Dynamic loading script
['a.js', 'b.js'].forEach(function(src) {
var script = document.createElement('script');
script.src = src;
script.async = false; //Set the async attribute to false to let the script execute according to the order, rather than whoever downloads first
document.head.appendChild(script);
});
- Specifies a callback function for dynamically loaded scripts
function loadScript(src, done) {
var js = document.createElement('script');
js.src = src;
js.onload = function() {
done();
};
js.onerror = function() {
done(new Error('Failed to load script ' + src));
};
document.head.appendChild(js);
}
Load usage protocol
// Download using HTTP protocol by default <script src="example.js"></script> // Download using HTTPS <script src="https://example.js"></script> // The loading protocol is determined according to the protocol of the page itself <script src="//example.js"></script>
browser
The core of the browser is two parts: rendering engine and JavaScript interpreter (also known as JavaScript engine)
rendering engine
The main function of rendering engine is to render the web page code into a flat document that users can perceive visually.

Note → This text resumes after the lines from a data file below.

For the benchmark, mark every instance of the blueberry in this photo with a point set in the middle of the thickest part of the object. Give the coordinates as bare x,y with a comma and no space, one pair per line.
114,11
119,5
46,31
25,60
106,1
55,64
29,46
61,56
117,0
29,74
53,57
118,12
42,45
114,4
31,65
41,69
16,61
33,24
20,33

Different browsers have different rendering engines.
- Firefox: Gecko engine
- Safari: WebKit engine
- Chrome: Blink engine
- IE: Trident engine
- Edge: EdgeHTML engine
The rendering engine usually processes Web pages in four stages. These four stages are not executed in strict order, so there will be html code of the page that has not been downloaded, but the browser has content.
- Parsing code: HTML code is parsed into DOM, and CSS code is parsed into CSSOM (CSS Object Model).
- Object synthesis: synthesize DOM and CSSOM into a render tree.
- Layout: calculate the layout of the rendering tree.
- Draw: draws the render tree to the screen.
JavaScript engine
The main function of JavaScript engine is to read the JavaScript code in the web page, process it and run it.
JavaScript is an interpretive language, that is, it does not need to be compiled and is run in real time by the interpreter. The advantage of this is that it is convenient to run and modify, and you can reinterpret it by refreshing the page; The disadvantage is that the interpreter must be called every time it runs, which has large system overhead and runs slower than compiled language.